L’audience d’Adama Diarra, alias « Ben Le Cerveau », poursuivi pour menaces et injures par le biais d’un système d’information, s’est ouverte ce 27 juillet devant la Chambre criminelle de la Cour d’appel de Bamako.
Au cours des débats, l’accusé a rejeté les faits qui lui sont reprochés. Il a reconnu que l’une des voix figurant dans le message vocal incriminé était bien la sienne, mais a soutenu que les menaces évoquées n’étaient dirigées contre aucune personne. Il a également admis avoir tenu des propos injurieux, tout en affirmant qu’ils ne visaient personne en particulier.
Vêtu du maillot vert des Aigles du Mali, Adama Diarra s’est présenté devant la Cour dans un climat calme. Plusieurs de ses camarades de lutte étaient présents dans la salle d’audience pour lui témoigner leur soutien.
Après la vérification de son identité, la Cour a procédé à la lecture des faits qui lui sont reprochés, notamment des injures présumées à l’encontre des autorités de la Transition. L’accusé a reconnu être l’auteur de l’un des messages vocaux versés au dossier, tout en contestant les infractions retenues contre lui.
Les débats ont également porté sur une conversation enregistrée en audio entre Adama Diarra, Ty Chérie et Wadidié Founè Coulibaly projetée dans la salle. Selon l’accusation, il y aurait menacé les autorités de la Transition en évoquant des liens avec certains éléments basés à Kidal si ses revendications n’étaient pas satisfaites.
L’accusé a reconnu l’existence de cet échange, mais a expliqué qu’il s’inscrivait dans les préparatifs d’une manifestation prévue le 20 janvier 2021 en hommage à Modibo Keïta. Il a indiqué avoir reçu, le 19 janvier 2021, une demande de surseoir à cette manifestation, qu’il avait refusée afin de, selon ses termes, « clarifier » la position des autorités à leur égard.
Il a affirmé que les propos tenus dans le message vocal étaient le résultat de la colère et de la déception suscitées par la répression de cette manifestation et par la gestion de la Transition à cette période.
Revenant sur une autre conversation avec la même interlocutrice, Adama Diarra a évoqué une discussion portant sur une somme de 16 millions de FCFA, qui aurait servi à mobiliser des manifestants.
L’accusé est également revenu sur son arrestation en septembre 2023 lors d’une manifestation réclamant l’organisation des élections. Il a expliqué qu’à la date prévue pour sa libération, un nouveau mandat avait été émis à la suite du message vocal objet de la procédure. Il a ajouté avoir échangé avec les plus hautes autorités au sujet de cet enregistrement et a rappelé avoir présenté des excuses publiques, reconnaissant avoir enfreint la loi.
Selon lui, les propos évoquant une rupture avec les autorités relevaient davantage d’un désaccord politique que d’une menace, tandis que les injures visaient uniquement à exprimer son mécontentement auprès de son interlocutrice.

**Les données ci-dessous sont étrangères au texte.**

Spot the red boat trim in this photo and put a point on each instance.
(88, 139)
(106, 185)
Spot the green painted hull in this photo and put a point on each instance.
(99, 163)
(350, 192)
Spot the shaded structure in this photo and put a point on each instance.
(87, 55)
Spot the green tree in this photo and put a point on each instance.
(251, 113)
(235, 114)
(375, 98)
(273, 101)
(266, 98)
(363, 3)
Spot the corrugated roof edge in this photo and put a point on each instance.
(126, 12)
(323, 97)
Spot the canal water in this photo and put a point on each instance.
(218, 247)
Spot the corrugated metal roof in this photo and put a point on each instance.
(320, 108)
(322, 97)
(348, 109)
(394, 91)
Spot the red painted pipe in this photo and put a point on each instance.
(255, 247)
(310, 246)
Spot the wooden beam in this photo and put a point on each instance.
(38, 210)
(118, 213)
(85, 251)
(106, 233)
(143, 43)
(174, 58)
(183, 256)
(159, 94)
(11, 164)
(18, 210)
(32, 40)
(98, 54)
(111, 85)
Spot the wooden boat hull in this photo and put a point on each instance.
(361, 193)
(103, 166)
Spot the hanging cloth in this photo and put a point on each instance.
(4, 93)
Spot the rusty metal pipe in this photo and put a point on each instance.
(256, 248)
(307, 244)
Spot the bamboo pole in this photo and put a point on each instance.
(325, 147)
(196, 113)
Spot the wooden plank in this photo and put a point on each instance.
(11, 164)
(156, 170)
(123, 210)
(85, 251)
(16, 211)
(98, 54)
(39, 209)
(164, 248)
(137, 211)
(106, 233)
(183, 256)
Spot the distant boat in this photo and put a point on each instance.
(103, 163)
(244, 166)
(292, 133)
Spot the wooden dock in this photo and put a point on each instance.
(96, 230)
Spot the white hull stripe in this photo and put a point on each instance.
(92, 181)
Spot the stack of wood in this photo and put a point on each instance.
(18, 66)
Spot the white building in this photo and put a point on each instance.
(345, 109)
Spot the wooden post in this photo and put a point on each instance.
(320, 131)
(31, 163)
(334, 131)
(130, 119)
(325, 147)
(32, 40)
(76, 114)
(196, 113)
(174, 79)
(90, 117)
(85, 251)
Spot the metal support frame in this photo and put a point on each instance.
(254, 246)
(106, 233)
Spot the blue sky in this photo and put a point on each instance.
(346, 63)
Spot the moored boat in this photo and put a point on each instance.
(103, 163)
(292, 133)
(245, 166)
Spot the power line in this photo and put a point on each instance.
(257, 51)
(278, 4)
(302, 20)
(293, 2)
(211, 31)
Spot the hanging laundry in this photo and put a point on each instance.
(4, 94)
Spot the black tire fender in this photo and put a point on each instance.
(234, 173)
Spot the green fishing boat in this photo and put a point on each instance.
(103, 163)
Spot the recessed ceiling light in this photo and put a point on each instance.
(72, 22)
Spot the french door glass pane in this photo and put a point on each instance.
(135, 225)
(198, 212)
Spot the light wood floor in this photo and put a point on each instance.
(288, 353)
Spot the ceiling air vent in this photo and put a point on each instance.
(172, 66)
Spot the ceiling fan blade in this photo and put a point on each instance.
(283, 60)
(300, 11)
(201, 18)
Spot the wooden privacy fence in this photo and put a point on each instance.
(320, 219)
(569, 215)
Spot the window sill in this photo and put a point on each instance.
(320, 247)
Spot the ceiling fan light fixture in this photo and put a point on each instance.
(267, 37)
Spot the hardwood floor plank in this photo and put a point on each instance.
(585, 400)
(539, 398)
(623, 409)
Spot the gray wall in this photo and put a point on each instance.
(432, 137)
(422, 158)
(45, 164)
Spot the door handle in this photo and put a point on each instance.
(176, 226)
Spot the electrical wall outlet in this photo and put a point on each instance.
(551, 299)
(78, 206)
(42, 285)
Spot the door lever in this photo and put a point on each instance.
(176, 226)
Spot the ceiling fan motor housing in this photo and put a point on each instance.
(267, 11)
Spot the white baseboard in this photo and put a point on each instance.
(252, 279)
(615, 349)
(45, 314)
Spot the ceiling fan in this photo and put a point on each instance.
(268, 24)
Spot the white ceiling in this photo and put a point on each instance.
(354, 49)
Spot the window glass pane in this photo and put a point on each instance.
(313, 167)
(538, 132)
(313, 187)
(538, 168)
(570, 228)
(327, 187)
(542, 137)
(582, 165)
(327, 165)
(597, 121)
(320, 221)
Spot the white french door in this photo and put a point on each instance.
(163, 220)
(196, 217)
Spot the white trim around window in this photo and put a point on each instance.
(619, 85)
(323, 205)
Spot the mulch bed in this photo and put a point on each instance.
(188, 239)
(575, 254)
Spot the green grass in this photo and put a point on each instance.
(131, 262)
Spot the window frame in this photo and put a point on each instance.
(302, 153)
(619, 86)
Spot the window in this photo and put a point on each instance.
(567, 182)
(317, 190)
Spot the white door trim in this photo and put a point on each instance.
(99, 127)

Le ministère public a estimé, pour sa part, que l’évocation d’une rupture avec les autorités pouvait être interprétée comme une menace, d’autant plus qu’Adama Diarra avait siégé au Conseil national de Transition (CNT) et avait eu accès à certaines informations sensibles. L’accusé a répondu que telle n’était pas son intention, tout en reconnaissant que ses propos pouvaient être interprétés différemment.
Au cours de l’audience, le parquet a également évoqué une comparaison avec les précédents régimes, s’interrogeant sur la portée réelle des déclarations de l’accusé à l’égard des autorités actuelles. Adama Diarra a rétorqué que les contextes étaient différents.
Interrogé sur le rôle du mouvement Yéréwolo Debout sur les Remparts, il a affirmé que son organisation avait contribué au départ de la MINUSMA et participé à plusieurs actions de sensibilisation en faveur de la Transition. Il a également indiqué que cet engagement lui avait valu des sanctions de la CEDEAO.
Enfin, les avocats de la défense ont souligné que leur client n’avait jamais été impliqué auparavant dans une affaire portant atteinte au crédit de l’État. Adama Diarra a conclu en affirmant que les propos contenus dans le message vocal devaient être compris comme des alertes plutôt que comme des menaces.